When she moved to coastal Canada, this English transplant learned a completely new kind of gardening.

By Carla Albright
August 12, 2008
Maggie McLaren

Monica Stuart can’t remember a time when she didn’t love getting her hands dirty. Tending the family garden was a part of life during her growing-up years in England. But when she and husband Tony moved to Vancouver Island eight years ago, she had to adapt her gardening techniques to suit a new, coastal climate.

“Our winters [here] are much wetter than in the UK,” Monica says of her Qualicum Beach home. In addition to learning about plants that could survive drastic seasonal changes, Monica had to adjust to maintaining a garden in sometimes intense winds. Instead of planting a windbreak, which would have blocked her neighbors’ views of the water, she opted for perennials that tolerate wind and winter storms. She also chose rosemary and lavender, which survive wet winters and thrive in hot, dry summers.

The weather wasn’t the only factor that demanded adaptation. Monica had to work on a grander scale. When she hired a local landscaper, he built flower boxes that were nearly 3 feet in size. “I thought they were enormous. But I was basing my request on a small English garden, not the large ones we have in Canada,” she says. “He was right to build them the size he did.”

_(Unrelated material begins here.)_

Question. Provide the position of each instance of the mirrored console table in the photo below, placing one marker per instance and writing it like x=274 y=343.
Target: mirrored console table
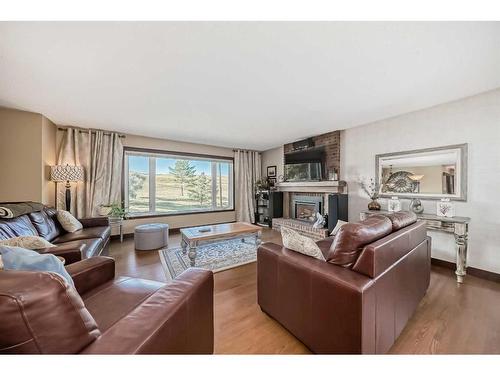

To give the large garden a more accessible feel, Monica divided it into several plots. A dry bed, which grows without additional watering, incorporates plants such as California poppies and nasturtiums. Monica’s favorite bed is planted with a blue-and-white palette of hydrangeas, delphiniums, and Shasta daisies. “They mimic the colors of the Strait of Georgia on a lovely day,” she says.

While the waterfront location adds to the beauty of the garden, Monica cautions that you have to work with Mother Nature—as she learned when she tried roses in a bed close to the shore. “The hybrid teas couldn’t stand the wind, so I moved them to the other side of the house,” she says. “I tried the hardier rosa rugosa, and they did quite nicely.” Monica rounded out the seaside plot with grasses, poppies, and lavender to give it a natural, wild look. With curving walkways that lure visitors, and a new plant to discover at every turn, Monica’s garden may not look like the one she tended in England, but she loves it just the same. “I never expected the challenges of a coastal garden,” she says. “Nor the rewards.”

Monica’s tips for a thriving, inviting garden

Prepare the soil. “It’s a basic tenet of gardening to take care of the soil,” Monica says. “Many novice gardeners will go to a nursery, buy a plant, and stick it in any kind of dirt, trusting it will grow. If you nurture the soil first and feed it every year, your result will be a good, healthy garden.” Amend any type of soil with compost. It will improve the drainage of clay soil and add nutrients to sandy soil. Mixing sand or small gravel around the roots of Mediterranean-style plants, such as rosemary and lavender, will also help the drainage in clay soils.

Be a greener gardener. Fertilize naturally with seaweed, mushrooms, and aged farm manure that will break down into the soil slowly. Don’t overfertilize coastal gardens, as the extra nutrients will be flushed into the water table.

Design a secret garden. “I strive for a sense of surprise,” Monica says. “A hidden garden, special plant, or seating area at the end of the path accomplishes this nicely.” She combines curving walkways with large shrubs and perennials to make the discovery of the view more dramatic. In Monica’s favorite garden, the surprise at the end is the sea.

Stimulate the senses. Monica believes that the scent of a garden is just as important as its look. She recommends planting lavender or rosemary along a path, allowing it to grow into the walkway, where you’ll brush against it. Placing a bench near a fragrant plant will let visitors enjoy it longer. “Sitting in the garden in the evening when you get a whiff of a special rose or a lily can be magical,” she says.